2. Go out to dinner.... without asking for crayons from the hostess! Well, I did okay on this one, but I will admit that while I was waiting for my entree, it did occur to me that having some crayons might be nice. Or maybe it wouldn't since I didn't have a coloring sheet on the back of my menu and the table cloth really was that.... cloth!
3. Go to Ben and Jerry's for ice cream then EAT YOUR OWN ice cream. Do NOT share. MPH tried to get a bit of mine but that turned out badly for him. I was totally serious about this one.
This kid totally gets it.
4. Go to an outdoor festival and walk through the shops without having to hear "Mom! Mom! Mom!!! Did you see that?! Can I have it?! I want one!" etc. You should, however, mention to your spouse every few minutes that you just KNOW that's what the kids would be yelling if they were there to see this hella-cool stuff!
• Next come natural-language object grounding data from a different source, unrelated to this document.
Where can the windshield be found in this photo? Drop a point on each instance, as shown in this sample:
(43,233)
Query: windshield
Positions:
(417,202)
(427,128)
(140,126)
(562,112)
Then proceed to ask your significant other if you can have something about once every 2.3 minutes. That'll make them not miss the kids so badly. You're helping, really.
5. Play with the kittens and puppies that the animal shelter brought to the festival without also having to hear anyone beg to be allowed to keep them all.... other than you, of course. Again, MPH can deal with some whining or he'd feel like he'd missed the totally experience. I was doing him a favor.
6. Sleep late. Wake up and realize you've slept late, then roll over, close your eyes and try your darndest to sleep even later! Who knows when you'll have this chance again.
7. Drink and entire bottle of wine with dinner. Do NOT explain to any children that it's okay for Mommy to have an adult beverage every now and then and that no it does not stink.
8. When your spouse asks what the heck he's doing in such a fancy hotel, tell him he's with you... welcome to some freakin' class!
9. Walk past the toy store. Do not pause. Do not stop. Do not go in... unless you see something really cool in the window that it occurs to you that YOU might want, now that you think about it!
10. Buy yourself a surprise. Don't buy one for anyone else. Be selfish! You deserve it. You totally rock!
11. Dance around your hotel room mid-morning after sleeping late while singing the "It's all about ME" song because who knows when that will be the truth again!
12. Use every swear word you know as often as possible because there are no kids to a) fuss at you for swearing or b) save that particular word and it's appropriate usage for later when you least expect it!
13. Eventually realize that you've had a great time but wouldn't it be fun if we could do it all again and bring the kids? No? Fine then. I miss them. Let's go home.